Lawmakers hear update on agrotourism

By Matthew Young, RealWV

CHARLESTON, W.Va. – The Legislative Committee on Agriculture and Rural Development, on Tuesday, heard a presentation on “Agrotourism,” from the W.Va. Department of Agriculture’s Assistant Director of Business Development, Maggie Blankenship. 

“Agrotourism is strong in our state,” Blankenship began. “Some of our farms date back to 2008 to be established as agrotourism. Agrotourism has agriculture at its core. We want to preserve the streams, we want to preserve the lands we are given, and we are farmers at our core.”

According to Blankenship, Christmas tree farms, pumpkin patches, and wineries account for some of the most frequented agrotourism destinations in the state. 

“We have just over 308 agrotourism operations in the State of West Virginia at this point,” Blankenship said. “That number grows almost weekly.We have a lot of you-pick flower farms starting to pop up across the state. And this number does not include farmer’s markets and farm-to-table restaurants, because those open and close faster than I can keep up with.”

Blankenship further noted that there are 102 fairs and festivals held annually in the state. The W.Va.

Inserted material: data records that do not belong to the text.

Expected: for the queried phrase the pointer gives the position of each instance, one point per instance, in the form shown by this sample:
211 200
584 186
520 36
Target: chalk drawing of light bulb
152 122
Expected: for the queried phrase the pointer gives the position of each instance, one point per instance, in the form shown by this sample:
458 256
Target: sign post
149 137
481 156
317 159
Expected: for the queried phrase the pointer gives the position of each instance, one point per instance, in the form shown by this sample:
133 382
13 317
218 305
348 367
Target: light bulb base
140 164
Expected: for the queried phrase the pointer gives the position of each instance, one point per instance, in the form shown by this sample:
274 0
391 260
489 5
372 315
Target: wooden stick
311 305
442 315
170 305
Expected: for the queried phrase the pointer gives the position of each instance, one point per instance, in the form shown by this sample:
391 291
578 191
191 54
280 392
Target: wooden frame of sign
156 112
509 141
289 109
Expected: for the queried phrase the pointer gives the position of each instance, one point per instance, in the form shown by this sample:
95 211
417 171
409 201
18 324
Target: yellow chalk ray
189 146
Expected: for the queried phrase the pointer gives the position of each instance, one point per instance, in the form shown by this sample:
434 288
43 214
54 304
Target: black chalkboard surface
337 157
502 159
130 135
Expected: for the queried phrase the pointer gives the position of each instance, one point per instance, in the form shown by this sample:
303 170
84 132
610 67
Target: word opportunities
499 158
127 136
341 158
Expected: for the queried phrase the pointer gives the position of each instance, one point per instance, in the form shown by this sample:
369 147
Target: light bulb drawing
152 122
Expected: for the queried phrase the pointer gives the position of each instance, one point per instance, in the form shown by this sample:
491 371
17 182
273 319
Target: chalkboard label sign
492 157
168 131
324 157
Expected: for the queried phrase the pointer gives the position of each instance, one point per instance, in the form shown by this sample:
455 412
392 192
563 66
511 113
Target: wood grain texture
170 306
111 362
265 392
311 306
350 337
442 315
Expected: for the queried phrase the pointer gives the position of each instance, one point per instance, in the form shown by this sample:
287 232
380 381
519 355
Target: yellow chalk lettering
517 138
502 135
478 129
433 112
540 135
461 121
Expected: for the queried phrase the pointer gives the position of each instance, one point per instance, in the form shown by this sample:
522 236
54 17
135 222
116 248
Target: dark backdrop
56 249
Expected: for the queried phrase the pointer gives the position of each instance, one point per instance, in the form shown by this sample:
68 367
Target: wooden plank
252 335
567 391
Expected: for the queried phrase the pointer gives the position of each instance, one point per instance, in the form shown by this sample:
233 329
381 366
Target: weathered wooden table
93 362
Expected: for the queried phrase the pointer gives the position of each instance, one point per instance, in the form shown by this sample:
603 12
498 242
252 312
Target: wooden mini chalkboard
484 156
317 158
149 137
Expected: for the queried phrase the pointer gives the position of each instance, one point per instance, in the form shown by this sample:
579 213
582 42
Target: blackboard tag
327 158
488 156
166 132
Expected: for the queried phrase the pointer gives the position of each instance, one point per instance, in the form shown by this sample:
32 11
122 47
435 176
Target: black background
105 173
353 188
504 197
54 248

Department of Agriculture’s website, Blankenship added, features an interactive map which shows the locations of all agrotourism businesses throughout West Virginia. 

“Agrotourism is a great way to get people who travel to West Virginia to stay longer,” Blankenship said. “We all know that the Department of Tourism does a great job at getting folks to West Virginia. […] Agrotourism is trying to piggyback off of their advertising dollars to get folks to stay here longer. We want people to see the beauty of our state in its natural appearance.

“We want to be able to keep our agriculture here,” Blankenship added. “We’re just over 23,000 farms in the state, and we want to keep that number where it’s at.”

At the conclusion of Blankenship’s presentation, a question was raised regarding minimum acreage for agrotourism businesses. 

“There’s currently not any real acreage parameters for agrotourism,” Blankenship said. “The rule reads that the definition of agriculture is – and I don’t know it by heart, so forgive me – it’s inviting people to the farm to educate and publicize.”

“Education is kind of what gets it,” Blankenship added. “As long as there’s some education – people coming to a local farm. There are parameters on acreage on, say, a farm tax exemption, and some of those other things. But for agrotourism, no parameters.”

The Committee on Agriculture and Rural Development will meet again during next month’s Interim Legislative Session, scheduled for May 19 through 21. RealWV will provide updates from the committee as additional information becomes available.